A new exhibition goes behind the scenes at the world’s most worshipped sports brand

Nike: Form Follows Motion traces 50 years of the brand, from grassroots start-up to global giant, delving into Nike’s extensive archives to uncover its contributions to design culture.

Date
18 September 2024

Amidst the sheer scale of its global success, it’s easy to forget that Nike, the world’s leading sports brand, did in fact have quite a humble start. Founded by Phil Knight and Bill Bowerman in 1964, a college runner and his coach, originally going under the name “blue ribbon sports”, the brand’s beginnings consisted of producing, marketing and selling their first product — none other than the famous waffle trainers. Nicknamed the ‘moon shoe’ its development began, as many great ideas do, on a kitchen table.

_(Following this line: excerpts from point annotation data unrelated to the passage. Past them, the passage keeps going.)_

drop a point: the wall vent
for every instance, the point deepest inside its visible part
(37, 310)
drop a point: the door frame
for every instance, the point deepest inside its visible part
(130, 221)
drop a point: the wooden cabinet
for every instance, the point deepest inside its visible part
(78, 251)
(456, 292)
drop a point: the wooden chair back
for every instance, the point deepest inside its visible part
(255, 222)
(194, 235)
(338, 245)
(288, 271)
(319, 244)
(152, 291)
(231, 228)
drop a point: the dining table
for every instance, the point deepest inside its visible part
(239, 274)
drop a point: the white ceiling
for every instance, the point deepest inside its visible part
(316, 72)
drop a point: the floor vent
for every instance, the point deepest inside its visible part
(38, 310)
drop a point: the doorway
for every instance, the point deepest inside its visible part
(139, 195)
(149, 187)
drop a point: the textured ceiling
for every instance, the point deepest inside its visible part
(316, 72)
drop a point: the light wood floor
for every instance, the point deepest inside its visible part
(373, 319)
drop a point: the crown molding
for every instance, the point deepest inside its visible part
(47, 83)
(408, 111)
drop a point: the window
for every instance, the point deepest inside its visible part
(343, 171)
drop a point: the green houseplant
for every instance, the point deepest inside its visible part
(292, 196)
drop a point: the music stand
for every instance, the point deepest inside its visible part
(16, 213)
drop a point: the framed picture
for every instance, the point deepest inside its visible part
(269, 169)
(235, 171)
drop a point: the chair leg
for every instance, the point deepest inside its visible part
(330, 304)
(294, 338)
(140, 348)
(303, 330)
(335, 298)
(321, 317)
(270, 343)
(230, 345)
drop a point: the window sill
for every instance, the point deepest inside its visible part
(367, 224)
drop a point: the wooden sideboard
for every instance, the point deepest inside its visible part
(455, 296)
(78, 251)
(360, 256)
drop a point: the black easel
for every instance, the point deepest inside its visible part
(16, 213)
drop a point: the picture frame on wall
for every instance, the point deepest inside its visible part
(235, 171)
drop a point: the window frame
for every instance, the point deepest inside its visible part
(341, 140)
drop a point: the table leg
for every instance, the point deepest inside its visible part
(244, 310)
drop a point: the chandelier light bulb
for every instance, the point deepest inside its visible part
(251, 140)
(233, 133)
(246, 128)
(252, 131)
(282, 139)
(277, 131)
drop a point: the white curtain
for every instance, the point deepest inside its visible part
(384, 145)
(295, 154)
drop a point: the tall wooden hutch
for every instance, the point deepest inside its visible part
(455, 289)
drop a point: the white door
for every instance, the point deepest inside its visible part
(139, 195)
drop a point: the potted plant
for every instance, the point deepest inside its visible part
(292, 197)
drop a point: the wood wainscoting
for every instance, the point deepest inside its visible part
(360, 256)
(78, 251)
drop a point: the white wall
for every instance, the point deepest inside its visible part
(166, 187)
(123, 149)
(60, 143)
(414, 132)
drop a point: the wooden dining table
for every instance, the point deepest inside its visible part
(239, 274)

Visitors to the brand’s debut exhibition Nike: Form Follows Motion, opening on 21 September 2024 at the Vitra Design Museum, will encounter such stories from Nike’s earliest days — from the making of the first waffle sole to the origins of the brand’s famous swoosh logo, all the way to the development of its most iconic products such as Air Max and Fly Knit. The extensive display traces the brand’s five century development in order to examine “Nike’s involvement with technological innovation and social change”, with the lens that the brand is not only the globally successful company we all know it to be but instead, a “whole design culture”.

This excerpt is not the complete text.